Helpful responses might sound like:

  • “That makes sense. Days like today can feel hard.”

  • “You’re not the only one who feels this way.”

  • “Do you want to tell me more about what today felt like for you?”

Naming the feeling—without rushing to change it—helps children build emotional awareness

Small, thoughtful shifts can help children feel more connected during Valentine’s Day and beyond.

For Parents

  • Talk about different kinds of love: friends, family, teachers, neighbors

  • Help children notice who does show up for them

  • Encourage simple acts of kindness that feel good to give, not perform

  • Normalize that feeling lonely doesn’t mean being alone

  • Emphasize inclusion and community rather than pairing off

  • Use group activities that celebrate kindness in many forms

  • Create space for reflection and conversation around feelings

  • Reinforce that all emotions are welcome in the classroom

Connection grows when children feel they belong—without conditions.


Using Children’s Books to Teach Empathy and Emotional Awareness

Stories give children language for feelings they may not yet know how to express.

Characters like Nola, the Monster of Loneliness from The WorryWoos, help children see that:

  • loneliness is something others experience too

  • feelings don’t define who they are

  • connection often exists closer than it seems

Using storybooks at home or in the classroom can open gentle, meaningful conversations—without pressure or judgment.


Helping Kids Feel Included on Valentine’s Day

Valentine’s Day doesn’t have to be perfect to be meaningful.For children, learning that all feelings are okay—even on celebratory days—is a powerful lesson in emotional growth.

When we help kids name their feelings and feel supported, we’re giving them tools that last far beyond one holiday.


Free Valentine’s Day SEL Resources for Parents and Educators

To support conversations around loneliness, kindness, and connection, we’ve created free Valentine’s Day WorryWoo worksheets designed for both home and classroom use.

These printable activities help children:

  • reflect on friendships

  • express feelings through drawing and writing

  • practice empathy and kindness



Frequently Asked Questions:

1. Why does Valentine’s Day make some kids feel lonely?

Valentine’s Day highlights friendships and social connections, which can be difficult for children who feel left out, are navigating changing friendships, or struggle with social confidence.
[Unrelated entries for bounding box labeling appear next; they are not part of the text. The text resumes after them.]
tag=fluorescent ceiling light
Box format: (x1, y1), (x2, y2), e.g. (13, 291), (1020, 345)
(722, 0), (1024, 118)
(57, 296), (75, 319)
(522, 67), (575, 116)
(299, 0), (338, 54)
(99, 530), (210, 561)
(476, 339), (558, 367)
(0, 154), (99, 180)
2. How can parents help a child who feels lonely on Valentine’s Day?

Parents can help by validating their child’s feelings, talking openly about different kinds of love and connection, and reminding them that feeling lonely doesn’t mean they are alone.

3. How can teachers support students who feel excluded on Valentine’s Day?

Teachers can focus on inclusion, use group-based activities, encourage kindness, and create space for conversations about feelings rather than emphasizing pairing or comparison.

4. Are Valentine’s Day activities appropriate for social emotional learning?

Yes. Valentine’s Day can be a meaningful opportunity to support social emotional learning by discussing empathy, kindness, inclusion, and emotional awareness.

5. How do children’s books help kids talk about loneliness?

Children’s books give kids language for emotions they may struggle to express. Stories about loneliness help children feel seen and open the door to gentle conversations.